While this curiosity makes me sound too invasive to some, it enabled me to shed light on a persistent pattern, a trait shared by far too many.

Most people have absolutely no fucking clue of where they are going in life, what their purpose is, nor how to get there.

“That’s some bold statement motherfucker”

Before you tell yourself “who does this motherfucker think he is?”, just take a deep breath and give me a chance to explain myself.

Answering the hard questions

What do I want to do with my life? Why am I studying this subject? Why did I chose this job, and is it bringing me closer to where I want to go? In fact, where do I really want to go?

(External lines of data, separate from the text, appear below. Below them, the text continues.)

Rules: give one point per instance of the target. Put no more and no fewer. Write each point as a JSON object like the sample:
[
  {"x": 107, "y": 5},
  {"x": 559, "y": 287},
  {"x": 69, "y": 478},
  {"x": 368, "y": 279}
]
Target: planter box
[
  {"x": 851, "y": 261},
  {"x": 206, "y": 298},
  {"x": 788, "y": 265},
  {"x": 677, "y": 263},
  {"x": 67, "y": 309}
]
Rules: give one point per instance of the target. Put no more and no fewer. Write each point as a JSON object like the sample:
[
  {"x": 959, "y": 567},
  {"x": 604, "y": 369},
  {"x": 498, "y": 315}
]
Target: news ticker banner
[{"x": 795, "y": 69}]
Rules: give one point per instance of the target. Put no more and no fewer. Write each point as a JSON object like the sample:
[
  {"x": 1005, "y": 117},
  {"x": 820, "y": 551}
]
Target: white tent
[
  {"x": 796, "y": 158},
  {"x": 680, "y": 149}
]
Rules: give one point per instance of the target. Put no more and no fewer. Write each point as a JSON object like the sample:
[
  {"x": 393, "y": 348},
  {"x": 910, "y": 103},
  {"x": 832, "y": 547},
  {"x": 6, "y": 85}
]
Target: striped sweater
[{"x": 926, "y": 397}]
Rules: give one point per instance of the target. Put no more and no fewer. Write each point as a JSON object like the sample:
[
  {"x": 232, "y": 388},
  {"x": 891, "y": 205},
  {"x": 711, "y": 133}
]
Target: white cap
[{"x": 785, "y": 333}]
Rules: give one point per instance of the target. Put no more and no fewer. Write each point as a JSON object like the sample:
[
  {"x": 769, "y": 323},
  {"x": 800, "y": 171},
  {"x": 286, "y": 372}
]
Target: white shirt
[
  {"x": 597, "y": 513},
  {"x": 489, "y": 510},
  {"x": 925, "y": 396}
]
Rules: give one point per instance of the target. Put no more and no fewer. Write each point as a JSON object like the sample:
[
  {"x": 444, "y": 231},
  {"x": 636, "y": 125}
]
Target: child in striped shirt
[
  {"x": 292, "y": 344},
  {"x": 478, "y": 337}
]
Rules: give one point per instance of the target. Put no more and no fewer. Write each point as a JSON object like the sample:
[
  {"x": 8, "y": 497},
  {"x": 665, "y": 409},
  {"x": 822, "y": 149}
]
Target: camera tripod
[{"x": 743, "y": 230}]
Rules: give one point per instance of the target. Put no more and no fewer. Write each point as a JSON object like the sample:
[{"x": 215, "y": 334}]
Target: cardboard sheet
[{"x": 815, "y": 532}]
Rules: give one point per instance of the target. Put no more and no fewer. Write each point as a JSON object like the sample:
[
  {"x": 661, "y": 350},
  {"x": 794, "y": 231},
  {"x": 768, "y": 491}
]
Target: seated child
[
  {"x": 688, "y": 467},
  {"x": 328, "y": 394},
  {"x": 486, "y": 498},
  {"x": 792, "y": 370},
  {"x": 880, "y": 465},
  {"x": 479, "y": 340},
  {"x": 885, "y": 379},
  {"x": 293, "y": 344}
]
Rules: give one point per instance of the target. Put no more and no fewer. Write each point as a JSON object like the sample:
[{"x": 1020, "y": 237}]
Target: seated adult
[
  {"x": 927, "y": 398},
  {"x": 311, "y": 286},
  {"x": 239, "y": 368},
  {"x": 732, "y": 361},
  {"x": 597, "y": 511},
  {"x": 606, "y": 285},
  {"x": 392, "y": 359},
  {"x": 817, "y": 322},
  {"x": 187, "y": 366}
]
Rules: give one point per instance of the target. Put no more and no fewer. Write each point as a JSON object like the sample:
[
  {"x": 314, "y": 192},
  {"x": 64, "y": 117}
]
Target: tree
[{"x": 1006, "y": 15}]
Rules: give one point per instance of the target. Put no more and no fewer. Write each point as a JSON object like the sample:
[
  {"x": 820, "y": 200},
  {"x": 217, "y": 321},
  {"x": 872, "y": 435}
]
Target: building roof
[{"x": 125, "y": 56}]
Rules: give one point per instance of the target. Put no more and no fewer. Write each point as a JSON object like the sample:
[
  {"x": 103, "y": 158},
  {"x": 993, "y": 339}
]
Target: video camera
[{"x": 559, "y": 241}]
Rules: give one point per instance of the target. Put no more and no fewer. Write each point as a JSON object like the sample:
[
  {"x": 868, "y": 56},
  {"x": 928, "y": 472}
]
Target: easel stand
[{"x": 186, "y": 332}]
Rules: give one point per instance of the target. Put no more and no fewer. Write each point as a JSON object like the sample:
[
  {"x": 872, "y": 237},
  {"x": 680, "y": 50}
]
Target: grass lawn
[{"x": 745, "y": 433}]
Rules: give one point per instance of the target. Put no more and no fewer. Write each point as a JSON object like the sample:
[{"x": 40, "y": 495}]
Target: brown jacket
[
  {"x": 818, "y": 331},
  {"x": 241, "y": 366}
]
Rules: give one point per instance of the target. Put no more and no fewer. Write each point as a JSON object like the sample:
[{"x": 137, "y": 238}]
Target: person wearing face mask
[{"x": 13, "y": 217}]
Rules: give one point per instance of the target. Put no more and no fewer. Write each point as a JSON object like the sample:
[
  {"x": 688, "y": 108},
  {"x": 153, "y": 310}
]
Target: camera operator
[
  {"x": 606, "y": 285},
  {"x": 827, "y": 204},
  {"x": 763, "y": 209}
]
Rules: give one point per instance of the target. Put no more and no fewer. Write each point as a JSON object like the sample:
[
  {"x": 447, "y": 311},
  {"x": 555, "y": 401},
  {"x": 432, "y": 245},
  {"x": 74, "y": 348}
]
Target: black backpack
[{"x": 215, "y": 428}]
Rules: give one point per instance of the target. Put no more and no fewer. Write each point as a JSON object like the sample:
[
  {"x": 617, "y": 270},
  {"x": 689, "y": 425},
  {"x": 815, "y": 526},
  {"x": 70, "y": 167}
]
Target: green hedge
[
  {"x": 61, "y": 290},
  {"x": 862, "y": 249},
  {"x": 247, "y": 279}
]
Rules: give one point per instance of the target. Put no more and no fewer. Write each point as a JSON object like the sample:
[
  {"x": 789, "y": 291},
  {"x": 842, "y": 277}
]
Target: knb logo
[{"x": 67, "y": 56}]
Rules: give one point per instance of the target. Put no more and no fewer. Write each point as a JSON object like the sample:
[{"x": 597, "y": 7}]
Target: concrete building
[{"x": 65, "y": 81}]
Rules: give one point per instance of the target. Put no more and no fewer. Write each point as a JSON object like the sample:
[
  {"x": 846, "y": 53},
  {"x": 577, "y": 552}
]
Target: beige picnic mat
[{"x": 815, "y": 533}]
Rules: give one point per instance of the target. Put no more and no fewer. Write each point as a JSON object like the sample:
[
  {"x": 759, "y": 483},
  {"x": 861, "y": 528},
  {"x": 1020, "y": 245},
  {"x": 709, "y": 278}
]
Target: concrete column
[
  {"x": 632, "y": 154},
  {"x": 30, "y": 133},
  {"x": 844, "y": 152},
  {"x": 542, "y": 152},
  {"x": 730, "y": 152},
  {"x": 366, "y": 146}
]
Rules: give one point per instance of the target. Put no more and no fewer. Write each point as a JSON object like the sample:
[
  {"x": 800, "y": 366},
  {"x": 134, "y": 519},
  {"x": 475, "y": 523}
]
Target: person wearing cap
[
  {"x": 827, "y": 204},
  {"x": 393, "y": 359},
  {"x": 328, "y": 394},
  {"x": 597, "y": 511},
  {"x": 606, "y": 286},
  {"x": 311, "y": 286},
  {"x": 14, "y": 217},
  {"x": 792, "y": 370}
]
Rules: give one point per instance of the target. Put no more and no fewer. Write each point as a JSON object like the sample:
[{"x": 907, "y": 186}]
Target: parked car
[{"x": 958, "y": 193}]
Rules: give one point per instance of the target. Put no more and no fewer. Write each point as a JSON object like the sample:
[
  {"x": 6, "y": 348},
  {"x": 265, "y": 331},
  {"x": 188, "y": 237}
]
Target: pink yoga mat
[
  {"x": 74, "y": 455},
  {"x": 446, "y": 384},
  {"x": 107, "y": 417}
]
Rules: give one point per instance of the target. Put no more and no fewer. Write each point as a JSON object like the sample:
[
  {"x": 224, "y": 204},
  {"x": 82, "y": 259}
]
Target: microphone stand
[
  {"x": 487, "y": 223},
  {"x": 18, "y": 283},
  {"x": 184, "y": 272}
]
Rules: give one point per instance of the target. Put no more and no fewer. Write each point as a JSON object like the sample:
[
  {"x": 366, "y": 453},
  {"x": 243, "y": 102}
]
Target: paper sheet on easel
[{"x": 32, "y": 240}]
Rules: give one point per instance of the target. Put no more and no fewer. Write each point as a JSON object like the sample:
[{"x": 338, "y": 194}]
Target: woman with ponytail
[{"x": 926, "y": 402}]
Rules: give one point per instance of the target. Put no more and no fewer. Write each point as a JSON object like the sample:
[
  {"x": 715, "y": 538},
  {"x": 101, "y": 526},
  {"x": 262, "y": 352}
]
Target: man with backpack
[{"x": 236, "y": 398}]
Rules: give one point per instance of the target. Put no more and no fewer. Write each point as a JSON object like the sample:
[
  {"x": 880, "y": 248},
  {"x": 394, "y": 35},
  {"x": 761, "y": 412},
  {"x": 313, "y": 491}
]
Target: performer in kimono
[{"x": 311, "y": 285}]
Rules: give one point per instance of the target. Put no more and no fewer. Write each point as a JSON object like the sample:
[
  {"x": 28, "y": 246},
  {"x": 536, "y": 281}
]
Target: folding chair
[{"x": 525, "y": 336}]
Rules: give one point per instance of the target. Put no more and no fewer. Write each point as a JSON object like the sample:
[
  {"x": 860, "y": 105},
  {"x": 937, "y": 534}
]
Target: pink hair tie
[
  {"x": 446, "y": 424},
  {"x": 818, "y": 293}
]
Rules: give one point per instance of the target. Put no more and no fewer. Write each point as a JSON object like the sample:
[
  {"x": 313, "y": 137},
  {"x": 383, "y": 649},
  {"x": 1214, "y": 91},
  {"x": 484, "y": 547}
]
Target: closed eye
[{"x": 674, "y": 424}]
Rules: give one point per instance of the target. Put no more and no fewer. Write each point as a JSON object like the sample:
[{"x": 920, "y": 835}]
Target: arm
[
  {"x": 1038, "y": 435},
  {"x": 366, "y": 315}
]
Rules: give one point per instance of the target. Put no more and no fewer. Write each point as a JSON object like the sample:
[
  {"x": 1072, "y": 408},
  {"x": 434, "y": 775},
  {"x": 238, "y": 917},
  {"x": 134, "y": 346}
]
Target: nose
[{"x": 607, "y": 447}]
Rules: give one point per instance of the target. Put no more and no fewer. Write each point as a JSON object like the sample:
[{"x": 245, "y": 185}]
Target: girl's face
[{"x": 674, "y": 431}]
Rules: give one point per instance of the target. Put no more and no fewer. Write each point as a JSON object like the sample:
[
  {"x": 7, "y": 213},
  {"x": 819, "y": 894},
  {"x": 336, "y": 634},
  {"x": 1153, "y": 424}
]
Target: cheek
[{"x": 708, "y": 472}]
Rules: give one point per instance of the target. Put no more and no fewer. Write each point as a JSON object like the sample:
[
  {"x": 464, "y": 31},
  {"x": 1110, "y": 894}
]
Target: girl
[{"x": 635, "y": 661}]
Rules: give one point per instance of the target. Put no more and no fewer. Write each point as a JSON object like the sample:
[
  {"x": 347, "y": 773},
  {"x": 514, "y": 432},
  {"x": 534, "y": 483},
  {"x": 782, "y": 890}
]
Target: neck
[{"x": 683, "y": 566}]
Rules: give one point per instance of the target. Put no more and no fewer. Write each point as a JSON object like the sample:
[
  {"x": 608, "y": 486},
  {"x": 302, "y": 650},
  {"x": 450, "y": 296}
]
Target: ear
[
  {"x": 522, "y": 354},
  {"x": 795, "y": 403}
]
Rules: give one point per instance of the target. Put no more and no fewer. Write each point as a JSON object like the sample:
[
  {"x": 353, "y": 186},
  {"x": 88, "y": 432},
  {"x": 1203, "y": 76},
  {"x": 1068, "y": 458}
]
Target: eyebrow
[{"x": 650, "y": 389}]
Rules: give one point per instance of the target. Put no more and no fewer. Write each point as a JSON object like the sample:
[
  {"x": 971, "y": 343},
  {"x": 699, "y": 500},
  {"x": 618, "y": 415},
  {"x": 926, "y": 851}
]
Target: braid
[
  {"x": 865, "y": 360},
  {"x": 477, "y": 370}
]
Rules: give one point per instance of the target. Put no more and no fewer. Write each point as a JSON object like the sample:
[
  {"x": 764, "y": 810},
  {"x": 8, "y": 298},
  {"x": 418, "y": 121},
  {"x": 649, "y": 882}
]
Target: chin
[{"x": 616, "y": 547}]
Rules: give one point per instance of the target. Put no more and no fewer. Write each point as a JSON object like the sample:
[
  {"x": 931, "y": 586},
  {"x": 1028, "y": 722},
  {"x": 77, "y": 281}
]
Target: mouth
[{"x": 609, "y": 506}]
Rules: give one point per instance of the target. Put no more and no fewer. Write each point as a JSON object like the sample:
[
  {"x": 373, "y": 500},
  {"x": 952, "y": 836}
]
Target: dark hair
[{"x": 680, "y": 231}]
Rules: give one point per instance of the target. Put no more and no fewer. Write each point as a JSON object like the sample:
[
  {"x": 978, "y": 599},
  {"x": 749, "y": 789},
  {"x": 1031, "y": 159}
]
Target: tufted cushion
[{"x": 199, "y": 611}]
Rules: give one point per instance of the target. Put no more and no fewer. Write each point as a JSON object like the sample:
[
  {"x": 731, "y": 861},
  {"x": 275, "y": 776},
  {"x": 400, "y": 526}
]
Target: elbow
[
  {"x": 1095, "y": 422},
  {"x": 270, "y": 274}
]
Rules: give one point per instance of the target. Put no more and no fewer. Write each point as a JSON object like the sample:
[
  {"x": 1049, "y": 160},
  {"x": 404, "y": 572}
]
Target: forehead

Chances are, you have absolutely no fucking answer to these questions. To be honest, I have been there a long time, and I can say I am still struggling with this matter.

But what if we could change things? What if you could wake up every morning with a clear view of your purpose and vision for a fulfilled, meaningful future?

What if your “dreams” stopped being just unattainable illusions, but rather clear ambitions and objectives that you could start pursuing today?

I am tired of people telling me they have dreams. I don’t have no fucking dreams. I have goals, with plans of how to get there. And you can develop these too. In fact, anybody can.

Wouldn’t you feel more excited about your ambitious future if you knew the necessary steps and course of actions that will take you there?

In this article, I will share with you what I believe are the important foundations and actionable insights we can start applying to improve our situation, and to become the best versions of ourselves.

I will be talking about the importance of developing the right life-purpose, and the way we can consistently work towards it to achieve a more fulfilled life. A life that we’ll be able to look back at a few years from now, and feel overwhelmed with a rewarding sense of pride and accomplishment.

Sounds like an ambition quest, doesn’t it? Well, let’s dive into it.

Setting yourself the right vision, and living accordingly

Let’s pause and think about your life for a minute. Are you really clear about where you want to take it over the next 5 to 10 years? Do you wake up in the morning aligned with your goals? Are you making decisions aligned with your core values and where you see yourself as an individual?

Most people are simply following the flow of their life. Without the pull of a clear purpose, they are the victims of their destiny, moving forward through the lines and pages of a book they are not writing themselves. They are pulled through their life by things like work obligations, school obligations, and family obligations. Their destiny is an infinite flow of numerous choices imposed to them by their parents, their employers, or simply the consequences of hard decisions they weren’t capable of doing.

Their days and years move forward only because, like water flowing down a water wheel, their commitments push them endlessly forward. They are waking up first thing in the morning, checking their iPhone, taking a shower, and starting the day without a real direction of where they want to go.

Does that ring a bell to you?

Chances are, it does ring a bell.

Chances are, you have been there, and maybe you still are. Don’t worry, it is completely normal to not have complete clarity until a certain point of you life. However, as I am approaching my late 20s, I realise that we can’t afford to do this anymore.

“If a man knows not to which port he sails, no wind is favorable” — Seneca

Failing to shape your destiny and writing your own story is the best way to end up with a life you despise. How many “adults” do you see struggling with their jobs and situation, complaining everyday about what life has served them?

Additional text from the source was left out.